The spotted owl, officially listed as threatened in 1990, provided the timber industry with a scapegoat for the elimination of thousands of jobs in the preceding decades. The entire enterprise was a cynical yet effective way for the timber industry to deflect its own culpability for the conditions in which these communities found themselves.

Blaming environmental regulation for those losses, however, was largely a lie. The Endangered Species Act didn’t precipitate an immediate loss of jobs. By 1994, after most logging in the national forest was shut down, some 91,000 workers were still employed in the timber industry; most of the jobs had disappeared over the previous 20 years for unrelated reasons.

Today’s timber workers will not benefit from the evisceration of the ESA. Even if every old-growth tree is harvested and every northern spotted owl eliminated, timber communities will not materially benefit. The nearly fully automated industry employs consistently fewer workers, a trend that is unlikely to reverse.

More than that, economic growth in the Northwest actually depends on these trees standing, as the region has become an international tourist hub, with locals and visitors coming to hike, fish, mountain bike and otherwise play in these forests. And the survival of our species may depend on protecting its delicate ecosystems.

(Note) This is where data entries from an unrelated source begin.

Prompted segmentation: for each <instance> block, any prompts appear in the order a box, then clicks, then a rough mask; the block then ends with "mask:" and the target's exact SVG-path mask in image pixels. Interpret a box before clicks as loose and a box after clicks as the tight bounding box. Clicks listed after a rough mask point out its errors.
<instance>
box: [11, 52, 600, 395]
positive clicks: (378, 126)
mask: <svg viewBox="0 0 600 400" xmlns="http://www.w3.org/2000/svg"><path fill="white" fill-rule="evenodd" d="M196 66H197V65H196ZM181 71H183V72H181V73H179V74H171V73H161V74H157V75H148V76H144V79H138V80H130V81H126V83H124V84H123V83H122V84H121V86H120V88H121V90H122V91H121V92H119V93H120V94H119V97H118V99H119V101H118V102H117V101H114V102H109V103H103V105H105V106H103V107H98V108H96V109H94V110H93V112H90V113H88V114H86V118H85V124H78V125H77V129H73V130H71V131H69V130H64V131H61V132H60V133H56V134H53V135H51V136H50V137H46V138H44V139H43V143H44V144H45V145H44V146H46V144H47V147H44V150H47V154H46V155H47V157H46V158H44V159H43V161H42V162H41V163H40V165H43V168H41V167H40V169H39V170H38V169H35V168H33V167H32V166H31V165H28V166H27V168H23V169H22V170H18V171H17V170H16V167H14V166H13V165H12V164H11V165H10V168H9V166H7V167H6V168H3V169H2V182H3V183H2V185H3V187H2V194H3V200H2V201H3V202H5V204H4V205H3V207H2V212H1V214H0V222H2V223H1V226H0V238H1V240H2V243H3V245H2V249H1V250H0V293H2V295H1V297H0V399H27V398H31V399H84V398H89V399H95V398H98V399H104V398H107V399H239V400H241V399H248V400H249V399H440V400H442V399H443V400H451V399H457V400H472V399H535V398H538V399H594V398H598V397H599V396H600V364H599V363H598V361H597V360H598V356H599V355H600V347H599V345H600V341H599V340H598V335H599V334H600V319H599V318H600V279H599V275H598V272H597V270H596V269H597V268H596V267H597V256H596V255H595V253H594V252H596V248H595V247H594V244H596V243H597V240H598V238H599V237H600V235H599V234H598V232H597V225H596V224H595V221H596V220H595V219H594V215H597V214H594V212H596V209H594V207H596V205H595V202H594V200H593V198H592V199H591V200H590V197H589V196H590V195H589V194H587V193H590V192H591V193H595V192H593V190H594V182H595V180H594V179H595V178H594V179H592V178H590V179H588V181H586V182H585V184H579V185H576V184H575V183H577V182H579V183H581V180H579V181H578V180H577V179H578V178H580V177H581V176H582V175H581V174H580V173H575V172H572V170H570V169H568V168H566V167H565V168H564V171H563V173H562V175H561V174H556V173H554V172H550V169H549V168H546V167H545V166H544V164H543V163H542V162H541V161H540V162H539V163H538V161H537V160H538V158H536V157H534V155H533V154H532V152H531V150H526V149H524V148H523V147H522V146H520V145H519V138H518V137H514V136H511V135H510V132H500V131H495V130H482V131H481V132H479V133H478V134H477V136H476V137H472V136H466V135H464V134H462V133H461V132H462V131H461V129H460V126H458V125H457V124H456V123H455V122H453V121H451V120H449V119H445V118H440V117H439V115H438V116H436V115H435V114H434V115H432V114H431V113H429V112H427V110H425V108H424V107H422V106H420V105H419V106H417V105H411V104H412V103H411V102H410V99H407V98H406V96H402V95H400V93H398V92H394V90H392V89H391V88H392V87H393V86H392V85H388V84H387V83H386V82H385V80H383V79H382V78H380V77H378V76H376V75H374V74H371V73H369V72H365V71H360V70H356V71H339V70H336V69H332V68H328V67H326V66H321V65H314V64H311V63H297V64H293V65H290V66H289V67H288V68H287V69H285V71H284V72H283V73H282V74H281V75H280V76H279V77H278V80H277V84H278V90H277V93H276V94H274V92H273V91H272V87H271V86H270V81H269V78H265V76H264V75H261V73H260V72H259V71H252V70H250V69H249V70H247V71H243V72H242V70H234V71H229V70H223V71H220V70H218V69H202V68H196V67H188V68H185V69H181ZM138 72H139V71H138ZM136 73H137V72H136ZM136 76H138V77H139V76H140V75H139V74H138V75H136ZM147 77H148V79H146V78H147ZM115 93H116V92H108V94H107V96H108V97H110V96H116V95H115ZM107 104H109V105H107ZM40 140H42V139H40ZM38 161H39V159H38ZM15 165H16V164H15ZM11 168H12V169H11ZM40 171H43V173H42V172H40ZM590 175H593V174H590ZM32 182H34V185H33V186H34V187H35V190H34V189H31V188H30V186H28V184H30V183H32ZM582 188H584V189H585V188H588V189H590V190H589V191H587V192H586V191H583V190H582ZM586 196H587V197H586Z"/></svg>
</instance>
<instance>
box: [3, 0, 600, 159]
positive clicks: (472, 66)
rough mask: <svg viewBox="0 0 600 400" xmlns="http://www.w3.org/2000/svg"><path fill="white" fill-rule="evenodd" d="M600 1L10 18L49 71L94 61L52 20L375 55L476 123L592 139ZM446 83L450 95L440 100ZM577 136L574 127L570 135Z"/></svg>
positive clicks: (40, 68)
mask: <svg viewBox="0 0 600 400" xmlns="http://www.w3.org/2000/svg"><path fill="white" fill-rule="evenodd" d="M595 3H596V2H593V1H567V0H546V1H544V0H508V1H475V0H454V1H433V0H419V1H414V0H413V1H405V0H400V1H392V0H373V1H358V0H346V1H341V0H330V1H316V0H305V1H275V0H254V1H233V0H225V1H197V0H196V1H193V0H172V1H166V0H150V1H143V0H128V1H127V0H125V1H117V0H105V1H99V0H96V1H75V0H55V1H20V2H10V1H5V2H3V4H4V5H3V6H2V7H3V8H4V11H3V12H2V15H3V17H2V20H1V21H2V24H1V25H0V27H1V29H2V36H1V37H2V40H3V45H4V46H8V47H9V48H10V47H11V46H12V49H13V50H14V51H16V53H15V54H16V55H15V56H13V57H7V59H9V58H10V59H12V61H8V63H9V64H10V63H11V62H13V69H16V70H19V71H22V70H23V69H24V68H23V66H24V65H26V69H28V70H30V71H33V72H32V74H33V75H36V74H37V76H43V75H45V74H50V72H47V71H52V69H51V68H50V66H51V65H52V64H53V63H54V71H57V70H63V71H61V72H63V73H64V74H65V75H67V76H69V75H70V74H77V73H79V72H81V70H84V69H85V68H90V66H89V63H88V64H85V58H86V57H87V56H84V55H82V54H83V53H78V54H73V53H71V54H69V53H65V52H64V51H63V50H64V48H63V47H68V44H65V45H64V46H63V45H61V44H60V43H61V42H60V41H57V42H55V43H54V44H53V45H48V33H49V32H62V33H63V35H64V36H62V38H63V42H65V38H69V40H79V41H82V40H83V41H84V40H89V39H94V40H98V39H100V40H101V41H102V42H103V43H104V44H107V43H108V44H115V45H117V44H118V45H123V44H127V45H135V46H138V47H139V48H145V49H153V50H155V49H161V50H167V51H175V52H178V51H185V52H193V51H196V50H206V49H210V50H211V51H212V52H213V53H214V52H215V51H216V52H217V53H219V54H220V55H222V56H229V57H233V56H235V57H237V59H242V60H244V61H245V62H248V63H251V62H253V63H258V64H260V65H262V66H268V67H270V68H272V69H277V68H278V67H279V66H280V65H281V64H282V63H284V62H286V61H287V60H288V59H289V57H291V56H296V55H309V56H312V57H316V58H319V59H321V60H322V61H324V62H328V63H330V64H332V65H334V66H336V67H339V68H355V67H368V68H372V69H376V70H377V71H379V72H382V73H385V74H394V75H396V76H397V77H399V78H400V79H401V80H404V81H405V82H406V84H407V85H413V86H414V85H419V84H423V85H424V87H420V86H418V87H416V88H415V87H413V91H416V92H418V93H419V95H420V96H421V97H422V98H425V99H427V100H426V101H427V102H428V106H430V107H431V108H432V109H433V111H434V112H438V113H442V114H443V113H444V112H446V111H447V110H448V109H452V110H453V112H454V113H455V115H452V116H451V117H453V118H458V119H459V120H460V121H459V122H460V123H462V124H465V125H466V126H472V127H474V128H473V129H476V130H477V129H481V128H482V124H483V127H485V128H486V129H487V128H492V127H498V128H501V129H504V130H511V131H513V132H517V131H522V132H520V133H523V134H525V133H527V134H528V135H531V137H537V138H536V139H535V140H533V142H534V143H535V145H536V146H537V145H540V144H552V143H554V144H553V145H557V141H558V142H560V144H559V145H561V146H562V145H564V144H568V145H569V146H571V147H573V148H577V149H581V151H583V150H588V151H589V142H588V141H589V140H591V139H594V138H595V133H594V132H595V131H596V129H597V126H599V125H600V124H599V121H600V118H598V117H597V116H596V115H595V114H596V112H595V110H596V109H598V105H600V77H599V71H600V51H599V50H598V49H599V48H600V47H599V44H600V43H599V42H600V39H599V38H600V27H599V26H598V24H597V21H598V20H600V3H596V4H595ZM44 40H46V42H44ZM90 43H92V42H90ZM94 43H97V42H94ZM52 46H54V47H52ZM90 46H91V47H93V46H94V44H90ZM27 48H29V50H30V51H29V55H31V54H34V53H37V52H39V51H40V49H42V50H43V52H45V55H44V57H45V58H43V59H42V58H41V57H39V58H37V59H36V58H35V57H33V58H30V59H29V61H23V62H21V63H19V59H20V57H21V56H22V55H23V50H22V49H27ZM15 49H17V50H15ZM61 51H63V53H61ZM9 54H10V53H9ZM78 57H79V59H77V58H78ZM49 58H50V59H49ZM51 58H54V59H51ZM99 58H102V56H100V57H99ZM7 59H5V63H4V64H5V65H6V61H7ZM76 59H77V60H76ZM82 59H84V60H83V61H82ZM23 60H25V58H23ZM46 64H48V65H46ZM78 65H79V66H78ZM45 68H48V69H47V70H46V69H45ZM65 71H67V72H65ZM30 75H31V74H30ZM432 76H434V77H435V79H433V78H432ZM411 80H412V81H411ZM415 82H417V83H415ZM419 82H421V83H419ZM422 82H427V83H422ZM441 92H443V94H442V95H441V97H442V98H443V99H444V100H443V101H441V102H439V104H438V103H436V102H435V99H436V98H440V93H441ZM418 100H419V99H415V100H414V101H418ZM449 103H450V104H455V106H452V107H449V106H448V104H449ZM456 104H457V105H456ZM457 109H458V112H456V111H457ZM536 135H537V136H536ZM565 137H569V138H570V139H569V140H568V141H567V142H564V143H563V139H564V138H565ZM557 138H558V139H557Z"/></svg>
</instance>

In 1938, the IWA’s union newspaper told its members that if the timber industry continued its environmentally destructive practices, the industry would be largely dead in the Northwest by 2000. The union was right. But that had almost nothing to do with protecting the spotted owl and almost everything to do with corporate policies pursued at the expense of workers and sustainable forestry.


Sorry, this obviously isn’t legitimate because it didn’t just take the current feelings of angry rural white people at face value and instead looked at actual evidence. What was I thinking?